Wasteful spending on bodyguards watch continues, but without Rick Perry. Guess Easterbrook’s attempt to influence the election didn’t work too well.
Remember that middle school trick play that was going around last week? (Don’t worry if you forgot about it already: link here.) TMQ notes that there is no rule about snapping the ball between the center’s legs, nor is there a rule requiring the offense to move after the snap. However, there is a rule about “acting in an unsportsmanlike manner” which TMQ believes is applicable here.
Wednesday, I will be moderator for the Washington launch of the United Nations Human Development Report, one of the world’s key documents.
Yes, indeed. I often sit around in the evenings over a glass of absinthe and the United Nations Human Development Report, having already read the Constitution, the Bible, the Magna Carta, and I, the Jury.

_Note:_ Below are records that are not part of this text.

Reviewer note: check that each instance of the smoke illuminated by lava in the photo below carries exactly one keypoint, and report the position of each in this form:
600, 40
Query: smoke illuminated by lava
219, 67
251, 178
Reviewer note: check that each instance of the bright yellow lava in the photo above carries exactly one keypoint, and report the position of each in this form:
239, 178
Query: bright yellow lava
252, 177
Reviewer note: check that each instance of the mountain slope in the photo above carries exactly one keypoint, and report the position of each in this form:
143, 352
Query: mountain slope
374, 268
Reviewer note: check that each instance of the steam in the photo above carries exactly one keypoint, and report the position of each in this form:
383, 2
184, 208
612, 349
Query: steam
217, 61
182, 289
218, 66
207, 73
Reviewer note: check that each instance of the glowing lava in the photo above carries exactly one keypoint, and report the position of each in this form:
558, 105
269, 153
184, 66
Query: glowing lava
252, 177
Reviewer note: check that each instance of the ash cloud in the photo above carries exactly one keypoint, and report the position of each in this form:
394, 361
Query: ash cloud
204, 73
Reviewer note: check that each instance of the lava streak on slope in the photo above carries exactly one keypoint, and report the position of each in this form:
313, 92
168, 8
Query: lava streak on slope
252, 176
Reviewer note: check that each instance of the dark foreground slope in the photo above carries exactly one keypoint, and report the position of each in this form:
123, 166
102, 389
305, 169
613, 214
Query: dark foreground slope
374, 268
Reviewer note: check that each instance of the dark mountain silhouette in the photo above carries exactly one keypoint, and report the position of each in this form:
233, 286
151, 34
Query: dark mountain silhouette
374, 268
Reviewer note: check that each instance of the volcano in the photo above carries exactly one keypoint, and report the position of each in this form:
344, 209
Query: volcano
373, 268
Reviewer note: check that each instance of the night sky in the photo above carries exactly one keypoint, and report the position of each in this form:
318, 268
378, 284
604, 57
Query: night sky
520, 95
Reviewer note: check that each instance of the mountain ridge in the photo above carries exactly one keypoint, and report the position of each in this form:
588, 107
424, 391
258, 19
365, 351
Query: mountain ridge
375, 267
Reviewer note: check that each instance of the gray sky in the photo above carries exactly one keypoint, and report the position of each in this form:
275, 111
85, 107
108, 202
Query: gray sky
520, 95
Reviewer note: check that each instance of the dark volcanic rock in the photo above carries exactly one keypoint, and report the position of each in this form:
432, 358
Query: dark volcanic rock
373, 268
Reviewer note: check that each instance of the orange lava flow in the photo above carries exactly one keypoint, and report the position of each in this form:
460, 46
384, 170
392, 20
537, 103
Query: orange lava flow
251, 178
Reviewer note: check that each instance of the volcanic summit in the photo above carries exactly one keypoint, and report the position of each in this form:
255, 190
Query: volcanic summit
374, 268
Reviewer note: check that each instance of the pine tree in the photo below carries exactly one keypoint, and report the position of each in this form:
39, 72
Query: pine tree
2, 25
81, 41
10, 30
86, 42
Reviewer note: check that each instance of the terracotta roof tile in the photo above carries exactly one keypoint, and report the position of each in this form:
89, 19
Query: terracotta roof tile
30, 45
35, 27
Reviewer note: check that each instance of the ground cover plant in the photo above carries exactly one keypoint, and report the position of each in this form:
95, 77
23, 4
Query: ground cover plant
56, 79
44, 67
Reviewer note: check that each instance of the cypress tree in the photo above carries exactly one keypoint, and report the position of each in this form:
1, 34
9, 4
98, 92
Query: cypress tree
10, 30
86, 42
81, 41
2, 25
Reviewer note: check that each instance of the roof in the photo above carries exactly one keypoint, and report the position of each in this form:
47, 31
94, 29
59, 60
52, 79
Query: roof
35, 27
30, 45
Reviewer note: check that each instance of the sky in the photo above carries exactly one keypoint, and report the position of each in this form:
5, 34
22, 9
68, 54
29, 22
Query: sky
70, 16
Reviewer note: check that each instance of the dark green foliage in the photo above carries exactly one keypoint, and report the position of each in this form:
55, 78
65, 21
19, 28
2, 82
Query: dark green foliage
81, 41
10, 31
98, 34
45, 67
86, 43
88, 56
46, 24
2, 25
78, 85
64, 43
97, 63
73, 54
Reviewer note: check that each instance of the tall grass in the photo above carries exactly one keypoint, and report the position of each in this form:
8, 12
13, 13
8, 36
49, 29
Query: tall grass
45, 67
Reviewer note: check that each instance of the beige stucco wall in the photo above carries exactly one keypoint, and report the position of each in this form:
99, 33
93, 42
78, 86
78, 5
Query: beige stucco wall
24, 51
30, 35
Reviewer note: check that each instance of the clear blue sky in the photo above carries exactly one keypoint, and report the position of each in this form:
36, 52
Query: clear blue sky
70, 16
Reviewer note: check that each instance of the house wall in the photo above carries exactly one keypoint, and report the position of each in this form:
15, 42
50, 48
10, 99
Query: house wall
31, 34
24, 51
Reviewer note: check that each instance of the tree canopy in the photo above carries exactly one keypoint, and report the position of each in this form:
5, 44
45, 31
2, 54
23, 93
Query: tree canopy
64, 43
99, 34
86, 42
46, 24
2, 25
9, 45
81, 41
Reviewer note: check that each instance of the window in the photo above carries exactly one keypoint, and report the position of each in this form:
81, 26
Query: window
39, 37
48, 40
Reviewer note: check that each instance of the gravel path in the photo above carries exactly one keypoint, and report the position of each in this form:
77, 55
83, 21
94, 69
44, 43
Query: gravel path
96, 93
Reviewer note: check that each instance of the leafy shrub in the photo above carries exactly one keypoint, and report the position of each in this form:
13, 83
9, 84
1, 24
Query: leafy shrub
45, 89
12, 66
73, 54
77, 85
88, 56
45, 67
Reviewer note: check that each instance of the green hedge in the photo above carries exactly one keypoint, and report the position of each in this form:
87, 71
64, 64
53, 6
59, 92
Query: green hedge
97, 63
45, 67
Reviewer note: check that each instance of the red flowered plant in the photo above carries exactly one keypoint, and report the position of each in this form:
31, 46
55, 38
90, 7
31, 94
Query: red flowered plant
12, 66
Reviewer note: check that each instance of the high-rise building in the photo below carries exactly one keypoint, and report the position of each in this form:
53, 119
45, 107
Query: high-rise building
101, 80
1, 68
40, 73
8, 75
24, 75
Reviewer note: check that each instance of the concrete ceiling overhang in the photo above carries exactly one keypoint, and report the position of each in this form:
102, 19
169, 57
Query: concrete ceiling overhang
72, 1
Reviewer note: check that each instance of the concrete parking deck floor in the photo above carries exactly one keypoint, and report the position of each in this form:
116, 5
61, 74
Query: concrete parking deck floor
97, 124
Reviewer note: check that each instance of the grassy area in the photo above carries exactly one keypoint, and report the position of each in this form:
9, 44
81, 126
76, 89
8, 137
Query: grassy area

I’m pulling this quote because I couldn’t put it any better myself:
The week before Wade Phillips was fired, Calvin Watkins of ESPN Dallas reported, “Phillips revealed he watched nearly two years’ worth of games on tape and discovered fundamentals were lacking.” Discovered? “Dr. Watson, come see what I have discovered!” Phillips must have been the sole person in the state of Texas unaware of this information.
“Bucky [the Badger, Wisconsin’s mascot] did 573 pushups!” Really, was anybody counting? Is it even physically possible to do 573 pushups in that outfit?
Chicken-<salad> punt watch: Titans at Dolphins.
Hell’s sports bar: Detroit at Buffalo.
TMQ notes the NYT‘s correction of a correction. Again, we suggest that TMQ leave the correction watch to “Regret the Error“.
Once again, TMQ lobbies for the NFL to require concussion reducing helmets. Once again, WCD wonders if the science stating that these helmets actually work is settled, and also wonders about the possible Peltzman effect of such helmets. However, WCD finds it interesting (in an “appalling” sort of way) that life jackets are not required in “99 percent” of sailboat races. We would have thought that was something required, not by regatta organizers, but by the freaking United States Coast Guard.
Wacky disclaimer watch: 648 word disclaimer on a 285 word announcement.
TMQ notes, and WCD is amused by, the fact that T.C. Williams (the Virginia high school that “Remember the Titans” was loosely based on) has not made the high school postseason since the movie was released.
More creep. WCD notes that we, also, have received renewal notices before receiving the first issue of magazines we have subscribed to.
Ashland 87, Lake Erie 14. Bowdoin 26, Colby 21.
Dan Hawkins, weasel coach.
Call of Duty “allows you to play the role of Richard Nixon killing zombies”? WCD is not a gamer, but if we can pretend to be Nixon and kill zombies, we may have to get a game console. (That is, assuming the Air Force doesn’t have one wherever we end up being stationed. And that we’re not too busy feeding grapes to Sheriden for the occasional round of CoD.)
Reader comments: stipends, need-blind admission, near-death experiences, and could concussions be on the rise because of spread-formation and short-passing offenses?
“Single Worst Sequence of the Season — So Far”. Oh, come on, Gregg, that’s just cheating. (For the record: Arizona/Seattle.)